I fuck plenty with the future, he said, like I was supposed to know what he was referring to. Then time squeezed in on itself. Dust shone frozen in place in the sunlight. Sound stopped. It was difficult to breathe. The air didn’t feel like moving into my lungs. He said I’d get used to it. He said I wasn’t going to die today, that even if I did dying takes time, and look around, just look, there’s no time anymore. And then he told me the story while we both sat there in all that now.

In the story there was a little boy, and the little boy didn’t know why he was sad but he was. The little boy went out onto a plain and stared at the clouds forming overhead, and one of them was his heart, and it rained on him, and it was all really cliché. I don’t know if the story was true or what but I had to listen. When the heart cloud stopped raining the boy tried to stand up and found the grass had grown around him, a thicket had wrapped him up, and there was no way to escape. All of this was said to me in a whisper, and all of it was a kind of threat. I felt again like I might be dying. I thought I might be the boy.
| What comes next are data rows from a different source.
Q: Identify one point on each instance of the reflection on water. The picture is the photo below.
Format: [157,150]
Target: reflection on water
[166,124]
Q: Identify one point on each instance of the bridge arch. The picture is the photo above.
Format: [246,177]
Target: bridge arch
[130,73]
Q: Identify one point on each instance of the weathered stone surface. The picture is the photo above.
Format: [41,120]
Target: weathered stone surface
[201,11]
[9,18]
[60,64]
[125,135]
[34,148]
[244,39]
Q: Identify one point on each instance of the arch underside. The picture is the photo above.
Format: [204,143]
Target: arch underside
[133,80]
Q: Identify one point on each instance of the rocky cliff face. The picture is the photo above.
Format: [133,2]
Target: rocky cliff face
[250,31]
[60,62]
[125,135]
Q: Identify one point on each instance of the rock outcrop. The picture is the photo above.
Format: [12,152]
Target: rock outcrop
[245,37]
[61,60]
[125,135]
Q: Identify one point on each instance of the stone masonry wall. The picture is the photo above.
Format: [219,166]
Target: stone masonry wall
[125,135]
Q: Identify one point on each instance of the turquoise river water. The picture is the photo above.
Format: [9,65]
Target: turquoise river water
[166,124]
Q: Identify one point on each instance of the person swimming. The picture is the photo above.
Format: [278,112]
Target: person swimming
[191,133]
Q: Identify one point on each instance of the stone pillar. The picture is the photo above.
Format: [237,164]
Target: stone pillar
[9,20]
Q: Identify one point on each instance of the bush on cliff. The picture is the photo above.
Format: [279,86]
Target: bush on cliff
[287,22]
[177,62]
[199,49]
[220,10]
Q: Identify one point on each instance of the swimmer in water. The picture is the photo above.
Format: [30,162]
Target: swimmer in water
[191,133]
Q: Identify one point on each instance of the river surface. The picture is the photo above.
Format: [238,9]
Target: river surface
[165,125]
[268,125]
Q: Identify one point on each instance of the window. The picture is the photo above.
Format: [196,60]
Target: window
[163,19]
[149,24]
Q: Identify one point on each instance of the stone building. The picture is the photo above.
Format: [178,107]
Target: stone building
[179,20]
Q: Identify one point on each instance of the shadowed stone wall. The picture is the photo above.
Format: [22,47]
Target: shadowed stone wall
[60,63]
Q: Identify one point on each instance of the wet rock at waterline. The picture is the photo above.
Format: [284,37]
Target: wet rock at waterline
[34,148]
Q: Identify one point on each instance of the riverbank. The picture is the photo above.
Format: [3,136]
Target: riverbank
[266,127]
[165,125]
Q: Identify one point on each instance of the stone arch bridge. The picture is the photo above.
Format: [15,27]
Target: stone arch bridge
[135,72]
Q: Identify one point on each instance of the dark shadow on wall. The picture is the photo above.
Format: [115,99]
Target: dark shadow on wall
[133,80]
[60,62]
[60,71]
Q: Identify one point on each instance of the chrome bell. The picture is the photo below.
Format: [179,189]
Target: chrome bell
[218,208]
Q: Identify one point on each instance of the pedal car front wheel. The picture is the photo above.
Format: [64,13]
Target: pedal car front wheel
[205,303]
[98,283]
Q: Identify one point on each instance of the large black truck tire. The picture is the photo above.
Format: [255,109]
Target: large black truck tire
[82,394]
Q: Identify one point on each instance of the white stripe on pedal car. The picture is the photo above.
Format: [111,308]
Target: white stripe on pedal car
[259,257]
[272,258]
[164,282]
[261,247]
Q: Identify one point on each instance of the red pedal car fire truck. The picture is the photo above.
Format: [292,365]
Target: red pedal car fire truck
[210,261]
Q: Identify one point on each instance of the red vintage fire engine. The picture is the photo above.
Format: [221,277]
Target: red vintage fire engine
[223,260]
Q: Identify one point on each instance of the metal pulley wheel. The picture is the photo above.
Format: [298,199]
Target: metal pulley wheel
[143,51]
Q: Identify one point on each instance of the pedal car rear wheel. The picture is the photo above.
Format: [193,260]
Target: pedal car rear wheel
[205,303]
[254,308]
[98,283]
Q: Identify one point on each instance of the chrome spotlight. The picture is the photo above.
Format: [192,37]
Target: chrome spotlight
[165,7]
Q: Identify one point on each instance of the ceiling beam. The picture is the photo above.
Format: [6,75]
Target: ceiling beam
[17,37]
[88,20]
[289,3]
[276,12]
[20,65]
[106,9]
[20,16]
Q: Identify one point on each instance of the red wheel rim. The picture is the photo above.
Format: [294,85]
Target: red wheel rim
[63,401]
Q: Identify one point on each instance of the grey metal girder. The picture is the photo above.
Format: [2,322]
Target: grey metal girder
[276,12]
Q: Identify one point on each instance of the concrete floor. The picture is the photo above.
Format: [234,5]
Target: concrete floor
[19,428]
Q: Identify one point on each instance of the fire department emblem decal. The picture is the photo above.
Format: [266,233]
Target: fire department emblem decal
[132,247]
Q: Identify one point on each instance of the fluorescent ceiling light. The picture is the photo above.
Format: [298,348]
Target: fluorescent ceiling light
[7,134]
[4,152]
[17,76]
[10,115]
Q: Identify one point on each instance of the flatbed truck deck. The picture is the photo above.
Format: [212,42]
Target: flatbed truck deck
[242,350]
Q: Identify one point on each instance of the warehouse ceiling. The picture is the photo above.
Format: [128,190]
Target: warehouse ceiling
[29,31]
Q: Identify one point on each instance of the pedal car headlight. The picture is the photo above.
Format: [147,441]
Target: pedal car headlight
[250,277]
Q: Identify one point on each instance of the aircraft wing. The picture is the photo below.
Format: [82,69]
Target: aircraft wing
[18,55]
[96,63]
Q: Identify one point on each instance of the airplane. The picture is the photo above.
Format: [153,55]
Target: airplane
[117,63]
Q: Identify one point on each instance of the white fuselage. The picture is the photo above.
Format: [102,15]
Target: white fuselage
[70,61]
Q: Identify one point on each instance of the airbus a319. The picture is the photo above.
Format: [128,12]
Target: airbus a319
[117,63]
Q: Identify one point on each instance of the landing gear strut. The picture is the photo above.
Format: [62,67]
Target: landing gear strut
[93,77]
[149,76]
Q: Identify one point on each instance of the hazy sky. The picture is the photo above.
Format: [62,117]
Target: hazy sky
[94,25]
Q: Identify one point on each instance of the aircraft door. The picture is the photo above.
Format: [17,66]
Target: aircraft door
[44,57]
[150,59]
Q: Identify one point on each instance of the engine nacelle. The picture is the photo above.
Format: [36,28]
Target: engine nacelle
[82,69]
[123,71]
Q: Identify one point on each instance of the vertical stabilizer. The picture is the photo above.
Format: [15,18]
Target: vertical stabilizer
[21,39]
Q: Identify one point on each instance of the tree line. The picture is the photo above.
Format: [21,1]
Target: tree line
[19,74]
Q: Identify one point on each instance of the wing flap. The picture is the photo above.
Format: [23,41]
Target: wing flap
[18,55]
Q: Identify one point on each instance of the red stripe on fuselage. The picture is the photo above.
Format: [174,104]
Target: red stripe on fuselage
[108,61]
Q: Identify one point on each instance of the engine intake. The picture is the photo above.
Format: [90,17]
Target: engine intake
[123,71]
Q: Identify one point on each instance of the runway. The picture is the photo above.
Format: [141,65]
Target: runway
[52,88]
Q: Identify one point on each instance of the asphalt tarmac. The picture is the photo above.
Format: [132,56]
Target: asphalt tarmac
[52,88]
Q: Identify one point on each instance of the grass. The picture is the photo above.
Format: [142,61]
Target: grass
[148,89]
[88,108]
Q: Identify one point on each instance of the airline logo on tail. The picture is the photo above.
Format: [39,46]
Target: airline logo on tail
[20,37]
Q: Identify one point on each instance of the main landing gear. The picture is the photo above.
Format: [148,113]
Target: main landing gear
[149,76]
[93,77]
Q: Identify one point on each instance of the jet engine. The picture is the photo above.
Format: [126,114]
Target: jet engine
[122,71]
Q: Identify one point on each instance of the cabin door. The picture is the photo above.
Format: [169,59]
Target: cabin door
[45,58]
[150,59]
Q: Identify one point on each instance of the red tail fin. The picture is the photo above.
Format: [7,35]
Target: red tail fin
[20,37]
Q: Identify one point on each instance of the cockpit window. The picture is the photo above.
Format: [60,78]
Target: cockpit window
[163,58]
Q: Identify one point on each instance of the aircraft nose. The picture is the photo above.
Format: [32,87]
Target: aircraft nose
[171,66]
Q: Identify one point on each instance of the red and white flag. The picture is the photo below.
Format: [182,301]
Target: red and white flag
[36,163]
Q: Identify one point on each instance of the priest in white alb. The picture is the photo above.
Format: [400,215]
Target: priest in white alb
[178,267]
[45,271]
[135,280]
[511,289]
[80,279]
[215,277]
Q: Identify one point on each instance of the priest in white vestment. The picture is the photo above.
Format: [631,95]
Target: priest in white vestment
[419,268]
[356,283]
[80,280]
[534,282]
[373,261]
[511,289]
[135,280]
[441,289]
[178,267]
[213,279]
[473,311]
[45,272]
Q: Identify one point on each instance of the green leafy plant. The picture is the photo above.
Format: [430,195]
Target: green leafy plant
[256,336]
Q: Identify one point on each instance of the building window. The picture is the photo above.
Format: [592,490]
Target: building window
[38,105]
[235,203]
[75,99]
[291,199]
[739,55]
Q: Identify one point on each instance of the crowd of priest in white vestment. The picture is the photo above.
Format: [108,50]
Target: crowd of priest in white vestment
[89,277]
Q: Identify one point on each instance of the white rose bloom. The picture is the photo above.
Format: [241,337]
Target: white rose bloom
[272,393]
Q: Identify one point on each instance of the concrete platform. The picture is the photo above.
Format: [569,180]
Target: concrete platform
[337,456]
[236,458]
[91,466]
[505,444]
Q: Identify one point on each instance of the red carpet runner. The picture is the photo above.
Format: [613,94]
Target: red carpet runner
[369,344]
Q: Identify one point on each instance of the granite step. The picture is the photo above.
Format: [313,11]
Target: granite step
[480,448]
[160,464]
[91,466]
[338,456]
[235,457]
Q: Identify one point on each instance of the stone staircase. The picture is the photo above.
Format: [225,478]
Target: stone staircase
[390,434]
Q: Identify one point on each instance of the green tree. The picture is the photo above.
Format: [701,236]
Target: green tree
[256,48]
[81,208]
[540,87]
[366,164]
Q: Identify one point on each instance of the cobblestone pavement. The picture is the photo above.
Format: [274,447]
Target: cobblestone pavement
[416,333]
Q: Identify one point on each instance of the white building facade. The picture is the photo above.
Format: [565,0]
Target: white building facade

Summer came in the story, and the grasses scorched and died. The boy was able to break free. When he went home, he found it was no longer there. He found that all the world had turned to the plain, and there was nowhere to go but where he was already, and the boy lived his life in this way, going from plain to plain, alone and learning to be unafraid in the dead grass. Until one day, he met another child. She came toward him through the heavy heat, and he could scarcely believe it. There was a rock at his feet when he saw her, and he put it in his hand, and he made it a thing with use before heading on his way. And that was the end of the story. Though he searched, a boy alone on a plain has no story to tell, not anymore.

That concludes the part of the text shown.